Een belangrijk onderdeel van deze vereenvoudiging betreft onder andere het register van verwerkingsactiviteiten. Dit register verplicht organisaties om alle verwerkingen van persoonsgegevens systematisch te documenteren. In de onderstaande analyse bekijken we welke impact de voorgestelde wijzigingen kunnen hebben op het werk van de DPO.
Het register van verwerkingsactiviteiten zoals vandaag vastgelegd
Om administratieve overlast te beperken, voorziet de huidige GDPR-tekst in een uitzondering op de verplichting om een register van verwerkingsactiviteiten bij te houden voor organisaties met minder dan 250 medewerkers. Zij zijn niet verplicht een register op te stellen, tenzij aan minstens één van de volgende drie voorwaarden is voldaan:
- de verwerking brengt waarschijnlijk een risico met zich mee voor de rechten en vrijheden van betrokkenen;
- de verwerking is niet incidenteel;
- de verwerking heeft betrekking op bijzondere categorieën van persoonsgegevens (artikel 9) of op gegevens over strafrechtelijke veroordelingen en strafbare feiten (artikel 10).
Aangezien het volstaat dat slechts één van deze voorwaarden van toepassing is om alsnog een register voor alle verwerkingen verplicht te maken, blijkt deze uitzondering in de praktijk zelden van toepassing. Al blijft bij de interpretatie van deze regels de twijfel bestaan of er in deze gevallen überhaupt geen registerplicht is, dan wel dat het register van verwerkingsactiviteiten in kleine organisaties zich beperkt tot de in artikel 30.5 opgesomde set verwerkingen (zie FAQ EDPB daarover en de publicatie van de Artikel 29-werkgroep (WP29)).
Wat staat in het recente voorstel van de Commissie?
In de eerste plaats wil de Commissie met haar voorstel bereiken dat ook middelgrote ondernemingen kunnen profiteren van de beoogde versoepelingen. Daartoe stelt zij voor om een definitie in te voeren van small mid-cap enterprises (SMCs): organisaties met maximaal 750 medewerkers.

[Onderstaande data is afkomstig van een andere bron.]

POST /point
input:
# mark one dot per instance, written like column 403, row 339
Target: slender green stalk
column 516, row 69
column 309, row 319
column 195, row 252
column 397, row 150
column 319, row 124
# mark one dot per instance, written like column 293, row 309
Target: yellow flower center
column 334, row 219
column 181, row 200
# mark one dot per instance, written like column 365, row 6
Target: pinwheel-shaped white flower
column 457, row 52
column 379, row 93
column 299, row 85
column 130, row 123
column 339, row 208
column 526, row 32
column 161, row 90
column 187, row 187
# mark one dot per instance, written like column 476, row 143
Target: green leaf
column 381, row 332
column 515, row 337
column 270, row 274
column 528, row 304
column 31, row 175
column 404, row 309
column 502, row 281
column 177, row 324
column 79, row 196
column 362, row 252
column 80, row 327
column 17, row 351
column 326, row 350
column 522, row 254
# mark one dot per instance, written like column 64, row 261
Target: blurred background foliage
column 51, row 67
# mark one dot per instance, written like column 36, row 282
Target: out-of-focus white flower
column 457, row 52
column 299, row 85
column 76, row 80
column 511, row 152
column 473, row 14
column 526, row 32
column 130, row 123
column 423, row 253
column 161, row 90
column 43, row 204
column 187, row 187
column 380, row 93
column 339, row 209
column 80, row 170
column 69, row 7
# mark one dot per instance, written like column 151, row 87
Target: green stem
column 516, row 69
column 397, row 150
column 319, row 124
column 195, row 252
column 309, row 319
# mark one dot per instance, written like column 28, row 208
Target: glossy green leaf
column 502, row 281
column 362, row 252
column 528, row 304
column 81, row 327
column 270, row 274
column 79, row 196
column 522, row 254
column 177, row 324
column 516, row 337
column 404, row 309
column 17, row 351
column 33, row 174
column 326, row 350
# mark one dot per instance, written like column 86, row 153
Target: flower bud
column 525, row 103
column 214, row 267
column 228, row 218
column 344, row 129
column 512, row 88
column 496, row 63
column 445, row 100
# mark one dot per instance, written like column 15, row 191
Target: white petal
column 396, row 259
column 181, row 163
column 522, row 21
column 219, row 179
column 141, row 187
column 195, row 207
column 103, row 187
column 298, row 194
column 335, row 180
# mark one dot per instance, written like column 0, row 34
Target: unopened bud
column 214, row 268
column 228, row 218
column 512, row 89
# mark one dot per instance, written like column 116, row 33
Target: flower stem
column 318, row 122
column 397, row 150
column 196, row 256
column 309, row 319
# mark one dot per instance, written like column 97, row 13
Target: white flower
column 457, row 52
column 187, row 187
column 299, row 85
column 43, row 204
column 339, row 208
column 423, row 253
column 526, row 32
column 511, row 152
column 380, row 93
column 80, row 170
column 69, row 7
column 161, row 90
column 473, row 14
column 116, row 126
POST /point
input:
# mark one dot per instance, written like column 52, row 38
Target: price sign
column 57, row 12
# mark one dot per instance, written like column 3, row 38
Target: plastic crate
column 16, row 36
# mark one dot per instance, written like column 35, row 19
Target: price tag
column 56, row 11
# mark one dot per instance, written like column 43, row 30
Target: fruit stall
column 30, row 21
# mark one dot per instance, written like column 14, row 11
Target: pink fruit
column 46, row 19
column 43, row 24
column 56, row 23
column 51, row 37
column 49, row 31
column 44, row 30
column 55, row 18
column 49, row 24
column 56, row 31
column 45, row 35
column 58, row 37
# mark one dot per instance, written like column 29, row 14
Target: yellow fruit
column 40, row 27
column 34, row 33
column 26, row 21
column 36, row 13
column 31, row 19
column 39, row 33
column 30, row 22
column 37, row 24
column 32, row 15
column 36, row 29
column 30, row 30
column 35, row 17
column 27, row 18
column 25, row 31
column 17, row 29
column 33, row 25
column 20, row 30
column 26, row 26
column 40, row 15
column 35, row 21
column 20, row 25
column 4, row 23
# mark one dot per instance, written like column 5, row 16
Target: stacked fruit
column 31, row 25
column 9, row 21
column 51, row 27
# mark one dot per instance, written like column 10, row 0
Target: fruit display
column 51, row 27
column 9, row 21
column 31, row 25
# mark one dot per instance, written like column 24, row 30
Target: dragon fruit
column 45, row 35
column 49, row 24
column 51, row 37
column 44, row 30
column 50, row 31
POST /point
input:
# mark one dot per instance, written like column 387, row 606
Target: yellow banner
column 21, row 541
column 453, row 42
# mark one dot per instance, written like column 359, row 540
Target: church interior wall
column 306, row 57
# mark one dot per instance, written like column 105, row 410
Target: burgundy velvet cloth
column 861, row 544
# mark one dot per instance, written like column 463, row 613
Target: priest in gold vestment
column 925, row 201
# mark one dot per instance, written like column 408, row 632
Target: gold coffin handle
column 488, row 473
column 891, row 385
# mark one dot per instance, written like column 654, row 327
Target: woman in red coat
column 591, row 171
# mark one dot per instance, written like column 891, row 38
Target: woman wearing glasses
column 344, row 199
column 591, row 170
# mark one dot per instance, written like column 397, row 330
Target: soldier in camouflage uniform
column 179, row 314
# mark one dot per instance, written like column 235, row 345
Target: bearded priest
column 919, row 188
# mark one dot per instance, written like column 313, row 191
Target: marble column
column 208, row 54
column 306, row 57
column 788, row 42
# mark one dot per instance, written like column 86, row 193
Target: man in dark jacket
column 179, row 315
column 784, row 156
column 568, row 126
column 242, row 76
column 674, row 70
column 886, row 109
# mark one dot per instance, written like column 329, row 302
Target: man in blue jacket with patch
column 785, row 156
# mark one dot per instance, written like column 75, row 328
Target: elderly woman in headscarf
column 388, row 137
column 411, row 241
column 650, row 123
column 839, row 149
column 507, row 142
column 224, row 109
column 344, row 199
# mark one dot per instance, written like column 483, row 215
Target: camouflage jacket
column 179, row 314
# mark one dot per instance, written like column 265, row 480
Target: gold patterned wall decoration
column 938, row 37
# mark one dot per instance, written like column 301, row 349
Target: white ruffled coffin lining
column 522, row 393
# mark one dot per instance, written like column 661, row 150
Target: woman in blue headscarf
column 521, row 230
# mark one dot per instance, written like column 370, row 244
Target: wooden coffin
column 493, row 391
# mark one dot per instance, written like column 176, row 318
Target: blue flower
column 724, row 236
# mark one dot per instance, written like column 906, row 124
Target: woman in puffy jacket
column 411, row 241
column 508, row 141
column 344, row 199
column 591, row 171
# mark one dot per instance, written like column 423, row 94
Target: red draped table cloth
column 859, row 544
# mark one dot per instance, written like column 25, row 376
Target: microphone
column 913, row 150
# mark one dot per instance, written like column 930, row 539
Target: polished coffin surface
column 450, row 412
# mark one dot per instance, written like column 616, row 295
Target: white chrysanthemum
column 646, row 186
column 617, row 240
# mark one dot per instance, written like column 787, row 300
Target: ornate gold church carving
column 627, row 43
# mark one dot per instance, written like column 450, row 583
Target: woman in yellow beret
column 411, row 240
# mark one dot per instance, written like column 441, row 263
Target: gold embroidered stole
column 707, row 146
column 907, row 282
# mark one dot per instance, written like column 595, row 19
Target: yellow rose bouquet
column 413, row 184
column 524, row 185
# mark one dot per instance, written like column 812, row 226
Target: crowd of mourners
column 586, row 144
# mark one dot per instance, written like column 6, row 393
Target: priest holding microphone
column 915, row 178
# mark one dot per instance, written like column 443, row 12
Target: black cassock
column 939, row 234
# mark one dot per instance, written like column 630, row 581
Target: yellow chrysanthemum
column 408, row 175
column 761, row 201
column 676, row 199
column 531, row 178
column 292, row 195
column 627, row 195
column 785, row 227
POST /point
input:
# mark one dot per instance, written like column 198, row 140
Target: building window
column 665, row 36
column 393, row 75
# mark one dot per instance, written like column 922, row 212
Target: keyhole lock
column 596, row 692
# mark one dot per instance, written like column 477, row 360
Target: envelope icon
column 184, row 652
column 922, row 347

Daarnaast stelt de Commissie voor om de drie voorwaarden die momenteel bepalen of een verwerkingsregister verplicht is, te versoepelen. Door deze aanpassing zal in de praktijk vermoedelijk minder vaak een register nodig zijn.
Voortaan zal een register enkel nog verplicht zijn voor ondernemingen of organisaties die
- met 750 personen of meer in dienst werken of
- met minder dan 750 werknemers en
- die verwerkingen uitvoeren die een ‘hoog risico inhouden voor de rechten en vrijheden van natuurlijke personen’ (in praktijk: waarvoor je conform artikel 35 een DPIA moet uitvoeren) met uitzondering van verwerkingen in verband met arbeidsrecht en het socialezekerheids- en socialebeschermingsrecht (9.2 (b))
Kort gezegd: ben je een organisatie met minder dan 750 medewerkers, dan hoef je straks enkel nog een register van verwerkingsactiviteiten bij te houden als je verwerkingen uitvoert die een hoog risico inhouden, en die geen verband houden met wettelijke verwerkingen voor personeelsbeheer.
Merk op dat de vrijstelling geldt voor ‘ondernemingen of organisaties‘. De vraag stelt zich wat men met deze laatste categorie bedoelt. Zijn overheidsinstellingen ook organisaties? Uit de context van het Omnibus pakket, zouden we kunnen stellen dat men enkel organisaties bedoelt die een commercieel oogmerk hebben.
De Commissie verwijst immers naar definities van “SME/SMC-enterprises”, wat betrekking heeft op organisaties met een economische activiteit. Gezien we ervan uitgaan dat op het punt van administratieve verplichtingen overheden weinig uitsluitingen kennen (zie ook verder: de aanstellingscriteria voor een DPO), gaan we er in dit artikel van uit dat overheden niet onder de vrijstelling vallen.
Waarvoor heeft de DPO een register nodig?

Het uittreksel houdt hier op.